26 September 2020

How to Counter the Chinese Communist Party

By H. R. MCMASTER

The CCP views freedom of expression as a weakness to be suppressed at home and exploited abroad. The free exchange of information and ideas, however, may be the greatest competitive advantage of our societies. We have to defend against Chinese agencies that coordinate influence operations abroad — such as the Ministry of State Security, the United Front Work Department, and the Chinese Students and Scholars Association — but we should also try to maximize positive interactions and experiences with the Chinese people. Those who visit and interact with citizens of free countries are most likely to go home and question the party’s policies, especially those that stifle freedom of expression. So, the people who direct academic exchanges or are responsible for Chinese student experiences should ensure that those students enjoy the same freedom of thought and expression as other students. That means adopting a zero-tolerance attitude for CCP agents who monitor and intimidate students and their families back home.

Foreign students at universities abroad, regardless of their country of origin, should gain an appreciation for the host nation’s history and form of governance. When universities and other hosting bodies protect the freedoms that these students should enjoy, it serves to counter the propaganda and censorship to which the students are subjected in their home country. Perhaps most important, Chinese and other foreign students should be fully integrated into student bodies, to ensure they have the most positive academic and social experience.

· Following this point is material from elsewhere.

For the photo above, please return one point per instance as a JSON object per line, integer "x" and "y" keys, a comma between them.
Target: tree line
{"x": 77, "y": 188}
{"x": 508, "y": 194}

The protection of students’ ability to express themselves freely should extend to expatriate communities. The U.S. and other free nations should view their Chinese expatriate communities as a strength. Chinese abroad, if protected from the meddling and espionage of the CCP, are capable of making their own judgments about the party’s activities. As the party becomes more aggressive in controlling its population to maintain its exclusive grip on power, Chinese expatriates may further appreciate the benefits of living in societies that permit freedom of expression. It is appropriate, for example, for free and open societies not only to disabuse their Chinese visitors of the party’s anti-Western propaganda, but also to create safe environments for Chinese expatriates to question the CCP’s policies and actions. Investigations and expulsions of Ministry of State Security and other agents should be oriented toward protecting not only the targeted country, but also the Chinese expatriates within it.

Expatriates also have the potential to counter the party’s predatory actions under Made in China 2025, One Belt One Road, and Military-Civilian Fusion. As the U.S. Senate Committee on Homeland Security concluded in November 2018, the United States should not only block efforts to recruit Chinese expatriates for espionage, but also provide “more incentives for highly educated Chinese talents to participate in the U.S. economy.”

Freedom of expression and freedom of the press also play a key role in promoting good governance to inoculate countries from bad deals under One Belt One Road (OBOR). Uganda provides an example of how the combination of law enforcement and investigative journalism countered China’s predatory economic behavior to U.S. advantage. In 2015, the Ugandan government agreed to borrow $1.9 billion from a Chinese bank to build two dams. An investigation in 2018 revealed shoddy construction in the unfinished dams, later that year, a New York court convicted a Chinese energy company representative of paying bribes to African officials. Ugandan leaders then asked a U.S. consortium to bid on a new oil refinery project, a bid it won. Uganda demonstrates the potential associated with freedom of the press enabling public accountability under the rule of law. Over time, the combination of exposing China as an untrustworthy partner and providing alternatives to its predatory behavior will give the CCP incentives to alter its behavior.

As with freedom of expression, the CCP views tolerance of diversity as a threat. It is in this area that the United States and other countries might draw a strong contrast. Although some might see expanded immigration from an authoritarian state as a danger, I believe the United States and other free and open societies should consider issuing more visas and providing paths to citizenship for more Chinese, especially those who have been oppressed at home. Immigrants who have experienced an authoritarian system are often most committed to and appreciative of democratic principles, institutions, and processes. They also make tremendous contributions to our economy. Should the CCP intensify the coercion of its own people in Hong Kong and elsewhere as it did in Xinjiang or engage in brutality reminiscent of the Tiananmen Square Massacre, the United States and other nations should consider offering visas or granting refugee status to those able to escape the repression. Following the bloody crackdown in Tiananmen Square, President George H. W. Bush issued an executive order that granted Chinese students in the United States the right to stay and work. In the following decade, more than three quarters of the highly educated mainland Chinese students stayed after graduation. Many Chinese Americans who remained in the United States after Tiananmen to become U.S. citizens were at the forefront of innovation in Silicon Valley. The Chinese diaspora could, through its familial connections, provide a significant counter to the CCP’s propaganda and disinformation.